Bellow, we present a sample composition file for our ingestion example:

name: mysql_mydb_ingestion
source_name: mydb
source_type: mysql
description: mysql mydb ingestion
secret_manager_uri: projects/my-gcp-project/secrets/mydb-secret
dataproc_config:
  machine_type: n1-standard-2
  num_workers: 0
  subnet: subnet-cluster-services
  parallelism: 60
  pip_packages:
    - google-cloud-secret-manager
dag_parameters:
  dag_id: mysql_mydb_ingestion
  description: Mysql ingestion for mydb database.
  catchup: true
  schedule_interval: "@daily"
  max_active_runs: 1
  tags:
    - framework:debussy_concert
    - project:example
    - source:mydb
    - type:ingestion
    - load:incremental
    - tier:5
  default_args:
    owner: debussy
ingestion_parameters:
  - name: film_actor
    extraction_query: >
      SELECT id, name, updated
      FROM mydb.user
      WHERE updated >= '{{ "execution_date.strftime('%Y-%m-%d 00:00:00')" }}'
        AND updated <  '{{ "next_execution_date.strftime('%Y-%m-%d 00:00:00')" }}'

Alternatively, the whole composition could be defined directly through your DAG code — the yaml file is just an interface to simplify the definition, but more technically advanced users may prefer to use Python.

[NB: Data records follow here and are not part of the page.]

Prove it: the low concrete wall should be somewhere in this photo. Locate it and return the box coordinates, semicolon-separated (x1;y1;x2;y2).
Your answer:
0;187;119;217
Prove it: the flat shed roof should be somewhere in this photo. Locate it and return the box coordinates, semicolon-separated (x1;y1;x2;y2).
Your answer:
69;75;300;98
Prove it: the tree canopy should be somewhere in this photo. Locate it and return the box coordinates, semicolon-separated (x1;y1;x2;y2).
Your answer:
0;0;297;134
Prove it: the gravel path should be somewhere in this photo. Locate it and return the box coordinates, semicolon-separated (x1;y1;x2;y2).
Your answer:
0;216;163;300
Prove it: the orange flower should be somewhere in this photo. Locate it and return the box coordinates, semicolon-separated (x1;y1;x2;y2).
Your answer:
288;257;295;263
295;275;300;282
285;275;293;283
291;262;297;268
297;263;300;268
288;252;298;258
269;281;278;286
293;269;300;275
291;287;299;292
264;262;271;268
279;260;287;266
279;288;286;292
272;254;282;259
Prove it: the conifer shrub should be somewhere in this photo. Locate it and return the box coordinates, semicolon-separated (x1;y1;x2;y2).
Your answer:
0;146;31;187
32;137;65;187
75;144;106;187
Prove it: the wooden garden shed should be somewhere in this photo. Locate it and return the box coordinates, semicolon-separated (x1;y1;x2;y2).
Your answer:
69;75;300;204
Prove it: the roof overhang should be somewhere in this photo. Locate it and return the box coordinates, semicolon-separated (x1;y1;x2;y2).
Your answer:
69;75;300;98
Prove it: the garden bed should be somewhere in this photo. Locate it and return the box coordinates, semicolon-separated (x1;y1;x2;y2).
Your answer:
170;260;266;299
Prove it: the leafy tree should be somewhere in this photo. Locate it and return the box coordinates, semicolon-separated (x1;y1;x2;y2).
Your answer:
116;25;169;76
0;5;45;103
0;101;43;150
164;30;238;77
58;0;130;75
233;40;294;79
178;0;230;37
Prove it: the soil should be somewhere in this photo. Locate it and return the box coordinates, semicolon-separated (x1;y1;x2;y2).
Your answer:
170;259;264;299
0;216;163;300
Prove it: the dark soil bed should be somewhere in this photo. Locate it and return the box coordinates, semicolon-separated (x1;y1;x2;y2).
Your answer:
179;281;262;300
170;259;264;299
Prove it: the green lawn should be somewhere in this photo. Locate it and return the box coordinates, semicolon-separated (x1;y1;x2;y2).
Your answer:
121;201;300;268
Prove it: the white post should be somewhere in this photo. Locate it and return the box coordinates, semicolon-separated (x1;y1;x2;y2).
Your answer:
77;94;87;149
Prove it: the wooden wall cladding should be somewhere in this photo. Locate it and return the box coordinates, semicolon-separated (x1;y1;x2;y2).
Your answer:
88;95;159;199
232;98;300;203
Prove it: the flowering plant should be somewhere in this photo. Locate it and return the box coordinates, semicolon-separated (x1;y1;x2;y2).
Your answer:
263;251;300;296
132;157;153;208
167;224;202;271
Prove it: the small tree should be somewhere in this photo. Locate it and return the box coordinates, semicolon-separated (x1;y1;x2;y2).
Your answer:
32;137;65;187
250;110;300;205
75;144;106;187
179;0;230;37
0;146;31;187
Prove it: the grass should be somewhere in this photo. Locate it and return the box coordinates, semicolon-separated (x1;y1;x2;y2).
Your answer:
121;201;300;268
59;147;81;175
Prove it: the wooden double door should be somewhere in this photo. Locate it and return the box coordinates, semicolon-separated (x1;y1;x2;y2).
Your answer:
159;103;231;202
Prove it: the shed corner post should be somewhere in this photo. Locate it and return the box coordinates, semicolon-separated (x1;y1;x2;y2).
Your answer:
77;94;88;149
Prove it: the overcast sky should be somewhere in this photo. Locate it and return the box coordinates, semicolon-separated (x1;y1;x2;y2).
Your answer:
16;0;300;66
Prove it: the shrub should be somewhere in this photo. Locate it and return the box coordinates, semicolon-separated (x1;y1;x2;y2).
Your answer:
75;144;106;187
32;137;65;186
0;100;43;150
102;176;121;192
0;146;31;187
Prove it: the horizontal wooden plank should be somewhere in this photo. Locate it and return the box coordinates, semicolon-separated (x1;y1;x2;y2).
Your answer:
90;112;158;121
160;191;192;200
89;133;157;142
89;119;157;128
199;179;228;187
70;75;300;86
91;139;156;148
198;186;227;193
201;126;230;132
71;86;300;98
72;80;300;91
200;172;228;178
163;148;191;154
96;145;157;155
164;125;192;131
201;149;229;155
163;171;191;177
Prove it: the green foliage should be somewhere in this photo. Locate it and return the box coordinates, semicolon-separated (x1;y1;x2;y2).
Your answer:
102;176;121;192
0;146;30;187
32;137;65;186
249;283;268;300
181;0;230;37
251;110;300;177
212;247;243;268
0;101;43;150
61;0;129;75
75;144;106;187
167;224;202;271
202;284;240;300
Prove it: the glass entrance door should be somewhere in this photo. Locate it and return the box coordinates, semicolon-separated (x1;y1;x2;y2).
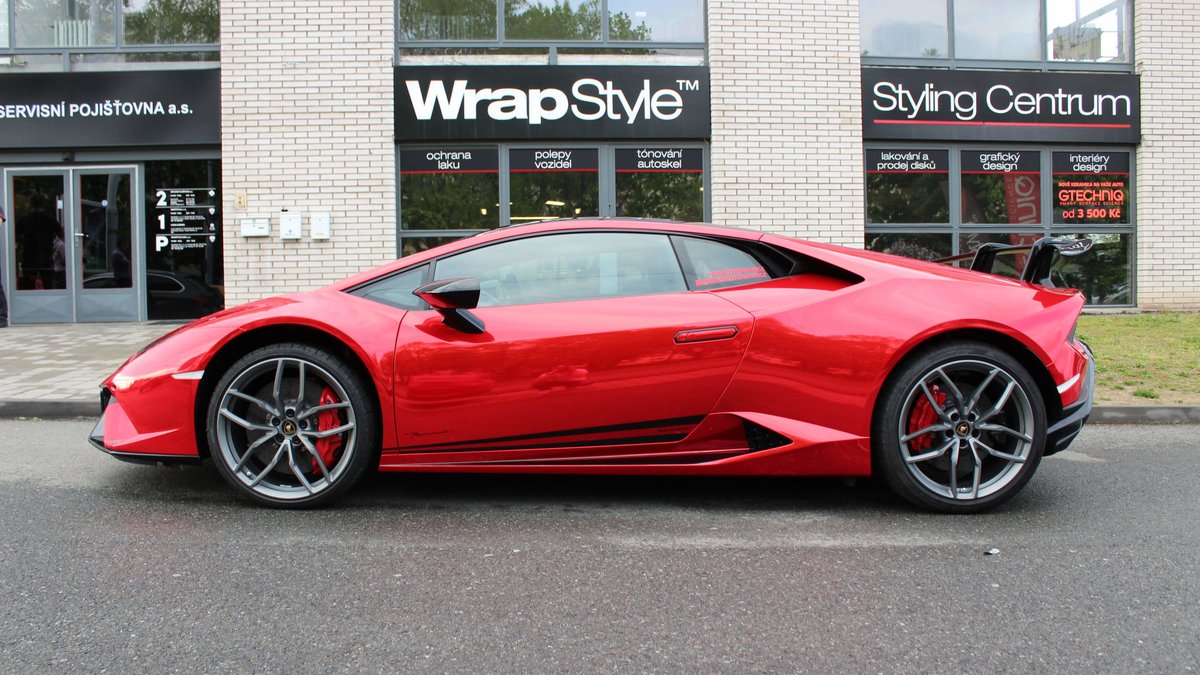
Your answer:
6;171;71;323
4;166;141;323
75;169;138;322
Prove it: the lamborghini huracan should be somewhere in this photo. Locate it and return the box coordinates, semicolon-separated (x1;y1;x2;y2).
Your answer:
91;219;1094;512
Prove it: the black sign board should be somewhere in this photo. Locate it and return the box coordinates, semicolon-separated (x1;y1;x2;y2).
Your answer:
510;148;599;172
399;148;499;173
864;149;949;173
1052;151;1129;224
961;150;1040;174
615;148;703;172
396;65;710;141
0;69;220;149
1052;151;1130;174
152;187;218;253
862;68;1140;144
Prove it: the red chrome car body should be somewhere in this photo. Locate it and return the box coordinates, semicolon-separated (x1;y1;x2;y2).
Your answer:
92;219;1093;507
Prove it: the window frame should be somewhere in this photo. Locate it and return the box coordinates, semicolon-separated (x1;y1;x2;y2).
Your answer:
396;143;711;255
864;142;1137;307
394;0;707;52
1;0;219;69
860;0;1134;72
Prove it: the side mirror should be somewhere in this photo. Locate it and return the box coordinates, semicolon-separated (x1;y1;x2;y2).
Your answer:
413;277;486;334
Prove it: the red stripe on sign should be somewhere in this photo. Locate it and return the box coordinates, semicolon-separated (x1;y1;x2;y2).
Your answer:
510;168;599;173
875;119;1132;129
400;170;499;175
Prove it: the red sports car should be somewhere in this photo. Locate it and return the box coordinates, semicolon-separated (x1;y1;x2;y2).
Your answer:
91;219;1094;512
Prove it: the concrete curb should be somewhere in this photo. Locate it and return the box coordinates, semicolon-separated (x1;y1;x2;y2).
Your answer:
0;400;99;419
1092;406;1200;424
1;399;1197;425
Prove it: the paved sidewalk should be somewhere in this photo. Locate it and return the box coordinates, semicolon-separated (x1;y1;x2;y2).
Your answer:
0;322;180;416
0;320;1197;423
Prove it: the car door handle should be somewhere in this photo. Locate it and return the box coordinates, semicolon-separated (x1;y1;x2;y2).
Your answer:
674;325;739;344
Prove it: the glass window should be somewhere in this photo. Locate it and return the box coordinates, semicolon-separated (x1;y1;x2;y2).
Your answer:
608;0;703;42
1050;232;1131;305
865;149;950;224
16;0;116;48
961;150;1041;225
11;175;68;291
954;0;1040;61
505;0;600;40
355;265;430;311
1;1;9;48
400;149;500;230
80;172;133;287
674;237;770;290
1052;151;1129;225
401;236;464;257
615;147;703;221
142;160;223;320
509;148;599;223
397;0;498;41
121;0;219;45
147;272;185;293
435;232;686;306
860;0;948;58
865;233;953;261
1048;0;1130;63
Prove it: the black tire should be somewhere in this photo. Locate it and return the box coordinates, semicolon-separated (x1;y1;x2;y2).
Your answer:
207;343;379;507
873;341;1046;513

Take a look at our yamless example.

Table schema definition

Finaly, we need to define the schema of the tables we wan't to ingest in our Data Lakehouse. The schema must be compliant with BigQuery data types. All records that start with an underscore are metadata used for partitioning and required by the jdbc_to_gcs_hash_key PySpark script. You can check our PySpark scripts here.

fields:
  - name: id
    data_type: INT64
    description: ID of the user
  - name: name
    data_type: STRING
    description: Name of the user
  - name: updated
    data_type: TIMESTAMP
    description: The last time the user record was updated
  - name: _load_flag
    data_type: STRING
    description: incr = incremental data ingestion; full = full data ingestion
  - name: _ts_window_start
    data_type: TIMESTAMP
    description: Ingestion window start at source timezone
  - name: _ts_window_end
    data_type: TIMESTAMP
    description: Ingestion window end at source timezone
  - name: _ts_logical
    data_type: TIMESTAMP
    description: Airflow logical date
  - name: _ts_ingestion
    data_type: TIMESTAMP
    description: Clock time at Airflow when the ingestion was executed
  - name: _hash_key
    data_type: STRING
    description: An MD5 surrogate hash key used to uniquely identify each record of the source
partitioning:
  field: _ts_logical
  type: time
  granularity: DAY

Deployment

Once development is done, and considering you've already installed Debussy Concert in your Airflow instance and uploaded your environment file, you just need to upload your project to the dags folder. It will looks like this:

dags/
└──  environment.yaml
└──  mysql_mydb_ingestion/

As soon as the Airflow scheduler executes again, it will parse your DAG file, and Debussy Concert will automatically generate the DAG, expanding the movements defined on your composition.